Ceara Sturgis, a graduating senior at the Wesson Attendance Center in Copiah County, Mississippi, was left out of her yearbook because she refused to wear the exposing scoop-necked drape reserved for girls and instead wanted to wear a tuxedo, as the boys did. We’ve filed a lawsuit on her behalf, asking that the school district be held accountable for this discriminatory decision.

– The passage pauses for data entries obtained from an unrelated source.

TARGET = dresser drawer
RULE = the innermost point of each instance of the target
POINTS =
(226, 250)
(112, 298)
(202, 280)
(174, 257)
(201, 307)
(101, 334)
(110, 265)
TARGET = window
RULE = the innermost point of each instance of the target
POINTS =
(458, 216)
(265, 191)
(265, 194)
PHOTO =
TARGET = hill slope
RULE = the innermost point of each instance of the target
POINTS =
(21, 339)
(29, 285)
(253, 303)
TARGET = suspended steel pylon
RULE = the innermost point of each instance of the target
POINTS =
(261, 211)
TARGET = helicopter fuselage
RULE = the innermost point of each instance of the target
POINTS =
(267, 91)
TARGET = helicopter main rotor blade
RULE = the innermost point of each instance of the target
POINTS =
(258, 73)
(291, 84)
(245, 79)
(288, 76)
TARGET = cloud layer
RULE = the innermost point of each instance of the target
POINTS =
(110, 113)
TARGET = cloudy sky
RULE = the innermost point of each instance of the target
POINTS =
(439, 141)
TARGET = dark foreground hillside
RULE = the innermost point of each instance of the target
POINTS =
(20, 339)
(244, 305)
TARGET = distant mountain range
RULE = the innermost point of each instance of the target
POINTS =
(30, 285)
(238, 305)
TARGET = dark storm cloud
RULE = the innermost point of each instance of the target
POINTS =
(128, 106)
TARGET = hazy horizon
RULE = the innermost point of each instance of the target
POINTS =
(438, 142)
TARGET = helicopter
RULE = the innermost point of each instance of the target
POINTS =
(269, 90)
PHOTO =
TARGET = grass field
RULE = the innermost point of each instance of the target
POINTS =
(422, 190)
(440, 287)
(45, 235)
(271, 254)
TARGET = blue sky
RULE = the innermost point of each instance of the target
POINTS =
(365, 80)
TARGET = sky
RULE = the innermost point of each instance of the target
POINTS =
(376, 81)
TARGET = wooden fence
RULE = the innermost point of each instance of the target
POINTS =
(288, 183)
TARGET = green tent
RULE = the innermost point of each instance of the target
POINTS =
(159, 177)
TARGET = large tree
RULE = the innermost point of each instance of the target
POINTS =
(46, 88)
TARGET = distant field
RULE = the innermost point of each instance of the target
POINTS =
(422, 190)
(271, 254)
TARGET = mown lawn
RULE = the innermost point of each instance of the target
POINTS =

One could wonder why all the fuss over a yearbook photo. Certainly the school has argued that it isn’t such a big deal, asking the court to dismiss the case. But as we argue in our response to the school’s motion to dismiss, it is a big deal. Schools teach their students not only “the three Rs,” but also an awful lot about our shared values and what we place importance on as a society. From our filing:

When school officials exclude or deny benefits to girls who do not conform to gender stereotypes from school activities, they ratify and reinforce outdated views of the relative qualities of men and women. The District inflicted harm on Ceara by sending her the message that her “masculine” appearance was so unacceptable that she was literally not fit to appear alongside her fellow classmates’ official photos in the yearbook.

Moreover, the fact that the central dispute here concerns a yearbook photo makes the controversy not one that is beneath the federal courts, but one that resonates with almost all Americans. Yearbooks are part of American life, a rite of passage for students completing high school and entering adulthood. For many students, a senior yearbook portrait is the first time their image ever appears in a book, and for many others, it will be the only time that happens in their entire lives.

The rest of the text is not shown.